Afigura-se, por demais evidente, que o concerto saído com o memorando – troika – se esgota e atingiu o seu fim contractual. A humilhação de um PAÍS não pode chegar ao ponto de autorizar uma política de total “terra queimada” onde, das cinzas se produzirá “riqueza” de sobrevivência – já se apregoa o regresso ao cultivo de subsistência –; onde, os salários abaixo de um limiar aceitável seja argumento de competitividade empresarial; onde a falácia argumentativa da dívida soberana seja o “mal” a esconjurar. Neste item é bom recordar que tem aumentado e não diminuído; é bom recordar que não é certo que nos possamos financiar nos “mercados” seja em que data for – não produzimos riqueza, nunca poderemos ter crédito. E a formulação desta hipótese talvez nos permita uma resposta à pergunta que deixei velada e em suspenso: E agora? E depois? Os termos do dilema político que vivemos indicam-nos os adversários prováveis ou possíveis da sociedade civil que, de momento, está branda, discreta, fazendo ou parecendo fazer o jogo partidário de rotina, “bom aluno” da troika; mas terá a sua palavra a dizer; e essa palavra, o meu grande receio, é que seja de revolta contra o sistema partidário democrático por os considerarem instalados, confortáveis, imobilistas.

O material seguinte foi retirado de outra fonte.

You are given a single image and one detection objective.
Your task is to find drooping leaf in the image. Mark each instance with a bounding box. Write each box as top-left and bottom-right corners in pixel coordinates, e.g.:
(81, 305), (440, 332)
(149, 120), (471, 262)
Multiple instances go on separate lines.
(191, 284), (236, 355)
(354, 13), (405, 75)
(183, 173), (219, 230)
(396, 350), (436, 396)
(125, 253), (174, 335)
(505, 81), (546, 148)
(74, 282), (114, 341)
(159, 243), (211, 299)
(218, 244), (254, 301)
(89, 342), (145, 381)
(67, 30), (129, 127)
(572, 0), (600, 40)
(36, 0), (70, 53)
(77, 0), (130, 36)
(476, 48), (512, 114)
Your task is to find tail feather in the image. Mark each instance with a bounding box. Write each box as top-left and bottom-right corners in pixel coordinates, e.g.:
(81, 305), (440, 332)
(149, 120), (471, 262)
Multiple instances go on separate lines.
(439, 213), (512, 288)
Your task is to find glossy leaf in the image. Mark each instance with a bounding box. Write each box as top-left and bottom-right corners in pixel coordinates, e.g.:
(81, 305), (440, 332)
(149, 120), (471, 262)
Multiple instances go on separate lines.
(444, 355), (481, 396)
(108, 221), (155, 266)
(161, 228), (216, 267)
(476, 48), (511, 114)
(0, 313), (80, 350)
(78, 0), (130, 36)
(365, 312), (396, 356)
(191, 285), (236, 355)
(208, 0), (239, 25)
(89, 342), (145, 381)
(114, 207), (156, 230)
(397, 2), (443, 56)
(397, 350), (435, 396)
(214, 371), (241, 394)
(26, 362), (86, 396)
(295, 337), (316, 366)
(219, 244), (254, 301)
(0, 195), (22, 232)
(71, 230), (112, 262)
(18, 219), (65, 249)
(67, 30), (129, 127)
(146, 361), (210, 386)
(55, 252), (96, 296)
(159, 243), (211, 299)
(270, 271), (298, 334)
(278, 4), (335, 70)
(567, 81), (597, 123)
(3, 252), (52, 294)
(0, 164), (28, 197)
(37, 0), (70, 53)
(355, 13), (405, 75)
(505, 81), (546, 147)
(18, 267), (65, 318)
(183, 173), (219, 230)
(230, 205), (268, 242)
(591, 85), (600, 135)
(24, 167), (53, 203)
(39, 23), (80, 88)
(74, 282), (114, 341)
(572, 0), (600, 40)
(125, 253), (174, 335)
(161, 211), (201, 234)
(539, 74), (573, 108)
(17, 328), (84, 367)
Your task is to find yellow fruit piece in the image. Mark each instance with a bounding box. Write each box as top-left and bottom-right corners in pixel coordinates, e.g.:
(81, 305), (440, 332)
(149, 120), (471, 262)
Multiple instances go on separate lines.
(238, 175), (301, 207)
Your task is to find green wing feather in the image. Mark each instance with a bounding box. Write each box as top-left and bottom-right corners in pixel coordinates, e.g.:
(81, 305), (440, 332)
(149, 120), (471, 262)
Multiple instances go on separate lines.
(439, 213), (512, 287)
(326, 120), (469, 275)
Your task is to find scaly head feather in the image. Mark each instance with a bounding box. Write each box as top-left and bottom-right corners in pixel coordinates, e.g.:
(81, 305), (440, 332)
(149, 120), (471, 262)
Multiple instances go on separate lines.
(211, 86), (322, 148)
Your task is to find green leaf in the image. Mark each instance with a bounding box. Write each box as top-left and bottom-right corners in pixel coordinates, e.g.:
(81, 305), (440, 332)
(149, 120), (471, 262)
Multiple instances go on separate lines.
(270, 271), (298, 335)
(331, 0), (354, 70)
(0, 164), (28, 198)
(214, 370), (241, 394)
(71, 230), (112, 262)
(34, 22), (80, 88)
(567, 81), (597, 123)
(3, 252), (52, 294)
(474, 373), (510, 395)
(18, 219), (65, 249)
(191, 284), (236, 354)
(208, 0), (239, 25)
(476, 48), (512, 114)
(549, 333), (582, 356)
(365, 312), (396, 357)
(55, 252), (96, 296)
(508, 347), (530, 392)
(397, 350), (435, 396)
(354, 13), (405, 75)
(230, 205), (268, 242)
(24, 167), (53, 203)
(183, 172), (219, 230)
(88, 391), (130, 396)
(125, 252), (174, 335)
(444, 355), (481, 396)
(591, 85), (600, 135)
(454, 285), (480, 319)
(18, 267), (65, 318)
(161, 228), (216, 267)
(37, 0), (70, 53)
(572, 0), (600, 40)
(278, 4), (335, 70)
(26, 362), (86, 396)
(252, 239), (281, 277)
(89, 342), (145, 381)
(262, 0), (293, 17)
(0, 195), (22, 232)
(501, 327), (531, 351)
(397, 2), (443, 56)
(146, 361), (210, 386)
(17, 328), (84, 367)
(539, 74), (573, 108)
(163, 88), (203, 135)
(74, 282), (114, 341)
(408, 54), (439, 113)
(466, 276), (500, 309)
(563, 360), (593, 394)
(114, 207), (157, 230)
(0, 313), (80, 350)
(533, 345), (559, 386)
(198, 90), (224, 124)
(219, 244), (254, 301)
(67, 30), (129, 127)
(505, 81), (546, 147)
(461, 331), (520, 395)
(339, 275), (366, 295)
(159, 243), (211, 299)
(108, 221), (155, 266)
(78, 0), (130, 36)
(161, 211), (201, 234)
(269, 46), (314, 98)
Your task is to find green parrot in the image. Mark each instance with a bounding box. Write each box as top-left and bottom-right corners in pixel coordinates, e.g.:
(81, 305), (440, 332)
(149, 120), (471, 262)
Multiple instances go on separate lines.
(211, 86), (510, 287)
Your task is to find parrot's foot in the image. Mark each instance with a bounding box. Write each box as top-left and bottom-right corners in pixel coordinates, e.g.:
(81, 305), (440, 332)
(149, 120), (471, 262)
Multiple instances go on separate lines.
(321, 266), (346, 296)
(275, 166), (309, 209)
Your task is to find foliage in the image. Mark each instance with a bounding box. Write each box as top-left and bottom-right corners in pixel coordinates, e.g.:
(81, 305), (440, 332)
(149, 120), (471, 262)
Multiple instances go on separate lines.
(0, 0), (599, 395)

Decerto. Nunca nenhum credor deseja que o devedor não tenha condições para solver os seus compromissos. Razão pela qual digo que configura crime social, o Governo orientar toda a sua política numa perspectiva de empobrecimento material, anímico, do seu povo; é crime social a destruição do tecido empresarial; é crime social a obsessão pelo subsistema financeiro, sector que só se torna interessante se fundamentado num sistema económico saudável; é crime social subverter a realidade.